Absorption and Translocation of Sulfur Dioxide by Seedlings of Four Forest Tree Species1

  1. K. F. Jensen and
  2. T. T. Kozlowski2

Abstract

Abstract

Rates of absorption of SO2 and of translocation of absorbed sulfur were determined in sugar maple (Acer saccharum Marsh.), bigtooth aspen (Populus grandidentata Michx.), white ash (Fraxinus americana L.), and yellow birch seedlings [Betula alleghaniensis Britton (Betula lutea Michx. f.)]. Bigtooth aspen, a sensitive species, had the highest absorption rate with no prefumigation and sugar maple, a tolerant species, had the lowest.

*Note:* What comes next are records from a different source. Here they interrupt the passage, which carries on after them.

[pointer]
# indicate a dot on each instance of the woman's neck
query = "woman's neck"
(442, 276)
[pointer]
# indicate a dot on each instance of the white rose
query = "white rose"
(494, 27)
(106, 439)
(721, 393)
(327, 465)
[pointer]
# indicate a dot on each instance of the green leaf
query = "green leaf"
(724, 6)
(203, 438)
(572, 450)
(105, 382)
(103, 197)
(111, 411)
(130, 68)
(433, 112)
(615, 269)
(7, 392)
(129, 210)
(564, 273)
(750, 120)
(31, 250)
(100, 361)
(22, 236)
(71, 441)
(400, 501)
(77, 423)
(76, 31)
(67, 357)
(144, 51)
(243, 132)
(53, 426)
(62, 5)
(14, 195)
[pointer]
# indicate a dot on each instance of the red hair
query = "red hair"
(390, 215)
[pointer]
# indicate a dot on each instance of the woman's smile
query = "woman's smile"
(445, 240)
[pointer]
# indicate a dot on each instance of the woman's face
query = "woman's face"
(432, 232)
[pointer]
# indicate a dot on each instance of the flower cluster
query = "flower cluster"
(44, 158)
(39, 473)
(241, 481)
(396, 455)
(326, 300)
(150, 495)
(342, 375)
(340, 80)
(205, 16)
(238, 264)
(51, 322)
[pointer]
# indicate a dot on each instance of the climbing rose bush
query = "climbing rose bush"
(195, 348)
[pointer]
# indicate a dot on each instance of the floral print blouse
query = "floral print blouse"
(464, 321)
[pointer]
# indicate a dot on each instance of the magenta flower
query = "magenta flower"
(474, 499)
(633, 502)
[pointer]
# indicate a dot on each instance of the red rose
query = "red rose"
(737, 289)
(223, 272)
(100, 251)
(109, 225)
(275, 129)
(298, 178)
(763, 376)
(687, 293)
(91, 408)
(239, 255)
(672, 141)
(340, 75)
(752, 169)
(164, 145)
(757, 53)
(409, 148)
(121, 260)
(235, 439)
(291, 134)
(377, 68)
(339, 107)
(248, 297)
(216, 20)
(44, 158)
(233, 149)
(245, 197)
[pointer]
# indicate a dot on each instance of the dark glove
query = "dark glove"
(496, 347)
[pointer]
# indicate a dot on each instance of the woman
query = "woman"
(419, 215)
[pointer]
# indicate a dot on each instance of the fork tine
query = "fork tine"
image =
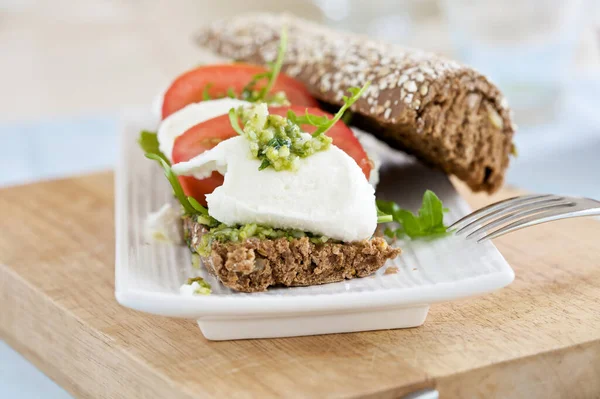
(508, 209)
(548, 216)
(495, 207)
(521, 214)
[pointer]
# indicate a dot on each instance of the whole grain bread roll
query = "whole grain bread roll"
(446, 114)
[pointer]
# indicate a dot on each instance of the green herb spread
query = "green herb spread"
(224, 233)
(203, 288)
(275, 140)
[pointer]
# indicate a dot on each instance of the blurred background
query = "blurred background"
(70, 67)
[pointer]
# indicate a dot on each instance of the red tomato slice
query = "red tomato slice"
(189, 87)
(208, 134)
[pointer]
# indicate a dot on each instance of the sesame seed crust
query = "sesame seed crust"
(447, 114)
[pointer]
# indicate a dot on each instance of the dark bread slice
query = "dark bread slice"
(446, 114)
(253, 265)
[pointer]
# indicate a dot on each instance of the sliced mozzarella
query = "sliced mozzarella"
(327, 195)
(179, 122)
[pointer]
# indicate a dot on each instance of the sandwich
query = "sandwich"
(277, 191)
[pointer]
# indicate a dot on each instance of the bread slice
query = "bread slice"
(448, 115)
(253, 265)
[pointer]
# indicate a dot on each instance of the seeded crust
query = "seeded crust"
(253, 265)
(448, 115)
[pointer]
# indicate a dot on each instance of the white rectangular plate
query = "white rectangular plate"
(148, 275)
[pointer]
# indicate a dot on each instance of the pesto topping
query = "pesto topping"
(275, 140)
(224, 233)
(201, 287)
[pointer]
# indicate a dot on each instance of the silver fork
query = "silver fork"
(520, 212)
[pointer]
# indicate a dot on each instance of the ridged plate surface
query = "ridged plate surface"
(148, 275)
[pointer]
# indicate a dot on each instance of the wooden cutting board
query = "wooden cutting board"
(540, 337)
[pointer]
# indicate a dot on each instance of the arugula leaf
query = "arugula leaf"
(149, 143)
(323, 123)
(276, 67)
(429, 221)
(172, 178)
(383, 217)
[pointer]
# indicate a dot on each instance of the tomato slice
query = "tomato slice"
(206, 135)
(189, 87)
(342, 136)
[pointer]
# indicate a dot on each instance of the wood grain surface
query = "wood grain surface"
(540, 337)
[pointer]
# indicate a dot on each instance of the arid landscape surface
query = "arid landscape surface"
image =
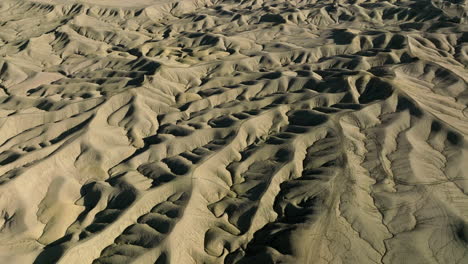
(222, 131)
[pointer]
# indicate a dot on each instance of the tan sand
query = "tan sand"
(222, 131)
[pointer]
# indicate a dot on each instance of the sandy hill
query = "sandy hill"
(233, 131)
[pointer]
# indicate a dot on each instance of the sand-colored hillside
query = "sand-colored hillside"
(222, 131)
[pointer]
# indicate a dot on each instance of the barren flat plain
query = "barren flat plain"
(222, 131)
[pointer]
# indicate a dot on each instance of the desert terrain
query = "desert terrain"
(223, 131)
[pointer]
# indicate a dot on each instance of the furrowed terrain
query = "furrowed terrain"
(222, 131)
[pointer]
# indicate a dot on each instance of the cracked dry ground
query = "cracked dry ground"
(233, 132)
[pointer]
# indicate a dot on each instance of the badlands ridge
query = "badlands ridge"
(222, 131)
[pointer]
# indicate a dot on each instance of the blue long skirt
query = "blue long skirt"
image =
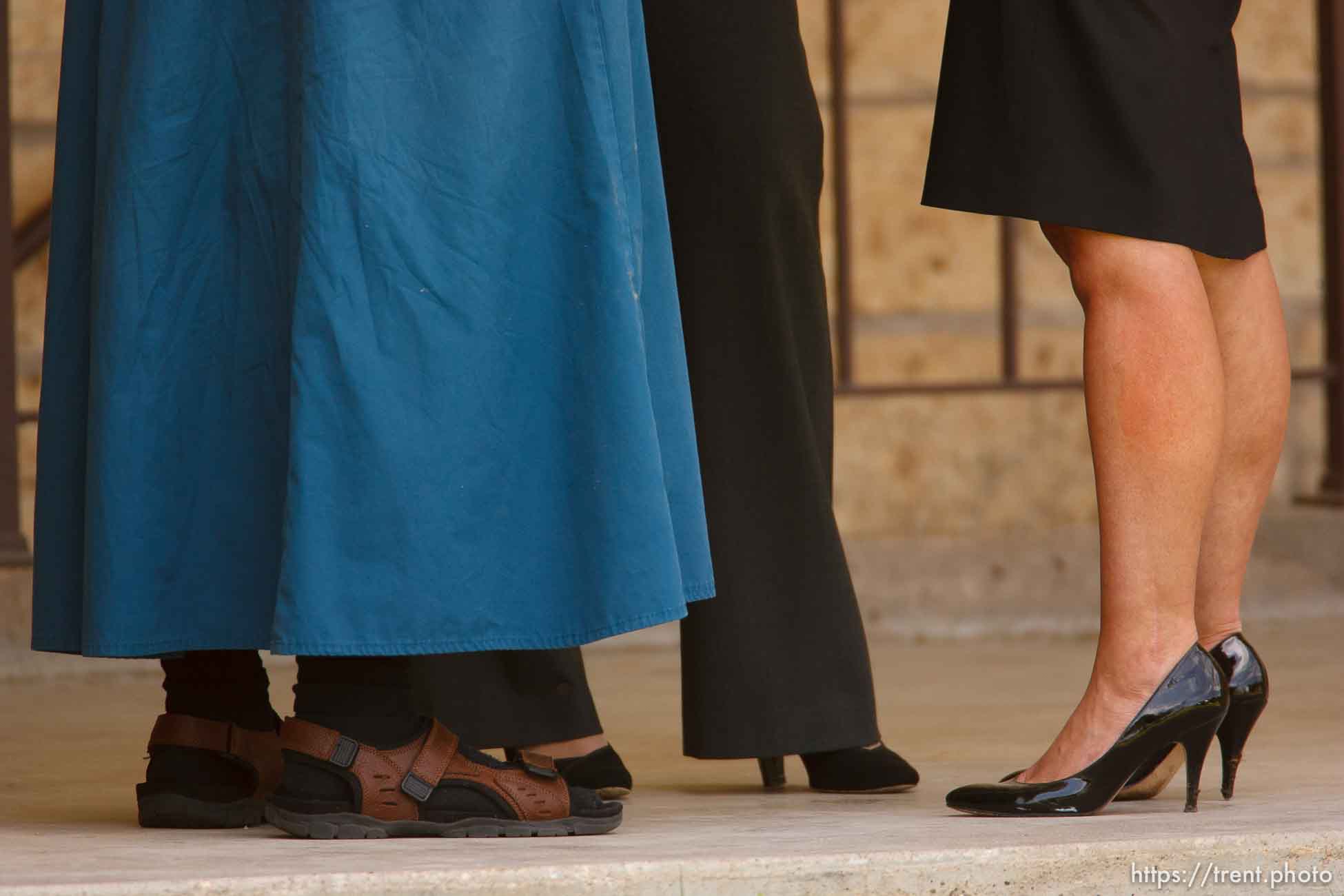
(362, 334)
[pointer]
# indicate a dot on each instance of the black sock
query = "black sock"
(363, 698)
(225, 685)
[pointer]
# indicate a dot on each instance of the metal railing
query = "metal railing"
(1331, 99)
(28, 239)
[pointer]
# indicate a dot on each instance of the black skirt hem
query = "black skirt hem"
(1099, 223)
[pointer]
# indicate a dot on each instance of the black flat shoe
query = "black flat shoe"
(855, 770)
(1248, 682)
(600, 770)
(207, 774)
(1185, 710)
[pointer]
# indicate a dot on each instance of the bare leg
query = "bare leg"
(1253, 342)
(1155, 414)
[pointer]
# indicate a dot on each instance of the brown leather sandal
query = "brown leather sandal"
(252, 757)
(429, 788)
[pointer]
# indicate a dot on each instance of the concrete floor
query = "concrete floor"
(960, 711)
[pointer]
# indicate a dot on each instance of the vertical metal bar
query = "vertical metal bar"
(1331, 38)
(840, 191)
(1008, 318)
(14, 547)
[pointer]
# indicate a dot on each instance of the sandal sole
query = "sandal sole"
(175, 811)
(355, 826)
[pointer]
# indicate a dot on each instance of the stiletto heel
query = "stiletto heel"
(1185, 710)
(772, 773)
(1197, 749)
(1232, 737)
(1248, 684)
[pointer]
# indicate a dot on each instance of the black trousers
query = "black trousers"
(777, 662)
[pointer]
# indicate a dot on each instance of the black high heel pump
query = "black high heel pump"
(855, 770)
(1248, 682)
(1185, 710)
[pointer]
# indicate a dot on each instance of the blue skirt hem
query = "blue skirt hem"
(148, 649)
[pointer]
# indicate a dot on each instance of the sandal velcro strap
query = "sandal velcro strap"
(394, 785)
(430, 764)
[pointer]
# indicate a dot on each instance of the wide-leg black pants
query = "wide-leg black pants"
(777, 662)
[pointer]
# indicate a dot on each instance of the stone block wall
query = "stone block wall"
(926, 288)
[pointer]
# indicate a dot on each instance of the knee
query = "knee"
(1108, 267)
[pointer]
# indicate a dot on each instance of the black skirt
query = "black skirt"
(1120, 116)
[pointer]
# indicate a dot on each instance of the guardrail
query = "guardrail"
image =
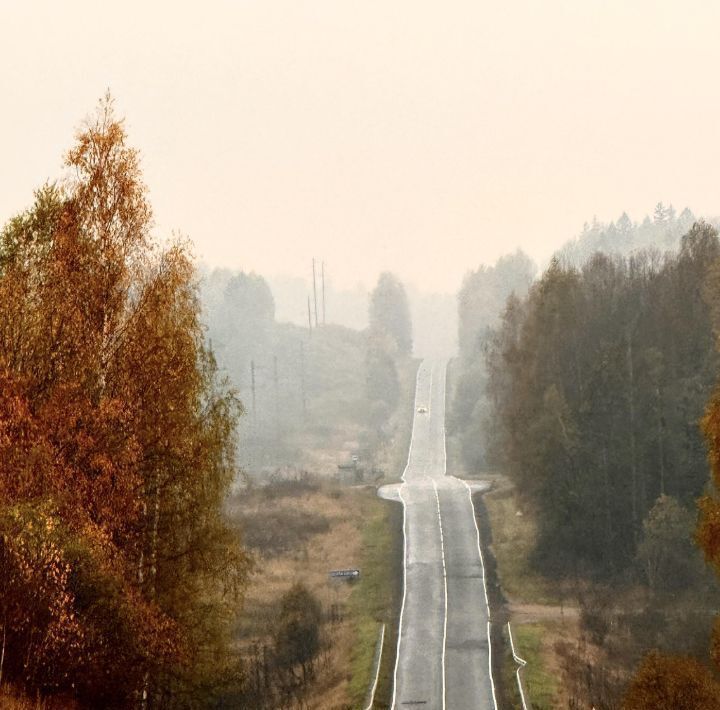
(521, 664)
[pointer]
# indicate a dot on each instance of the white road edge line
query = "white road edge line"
(477, 536)
(487, 602)
(521, 664)
(402, 500)
(442, 557)
(371, 702)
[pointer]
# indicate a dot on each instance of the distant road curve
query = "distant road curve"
(443, 654)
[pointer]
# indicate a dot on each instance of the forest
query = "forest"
(595, 392)
(169, 456)
(158, 431)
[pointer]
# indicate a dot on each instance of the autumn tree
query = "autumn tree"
(672, 683)
(116, 446)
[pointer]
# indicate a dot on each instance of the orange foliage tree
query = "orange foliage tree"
(116, 447)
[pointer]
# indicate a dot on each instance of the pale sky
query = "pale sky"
(419, 137)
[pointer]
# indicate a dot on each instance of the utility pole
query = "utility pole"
(315, 292)
(302, 376)
(277, 395)
(323, 280)
(252, 382)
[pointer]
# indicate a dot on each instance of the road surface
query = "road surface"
(443, 656)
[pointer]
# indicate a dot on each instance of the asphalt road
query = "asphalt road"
(443, 658)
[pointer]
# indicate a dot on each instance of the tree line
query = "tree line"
(120, 577)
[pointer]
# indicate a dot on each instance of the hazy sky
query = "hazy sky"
(420, 137)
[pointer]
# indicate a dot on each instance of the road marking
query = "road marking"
(521, 664)
(442, 557)
(402, 500)
(487, 602)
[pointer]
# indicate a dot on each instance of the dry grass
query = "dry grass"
(10, 699)
(542, 620)
(341, 542)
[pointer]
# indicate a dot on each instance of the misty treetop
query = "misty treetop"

After 20 hours or more of prefumigation with 1,965 µg/m3 (0.75 ppm) SO2, the rate of sulfur absorption was reduced in all species except white ash, a species intermediate in sensitivity. The relationship between species sensitivity and absorption rate thus changed with the prefumigation treatment. The foliar sulfur content of all species increased with SO2 fumigation. Sulfur-35 absorbed from the atmosphere as 35SO2 was concentrated mainly in the leaves shortly after fumigation, but by the eighth day had been translocated throughout the plants. Amounts of sulfur translocated to roots varied with species.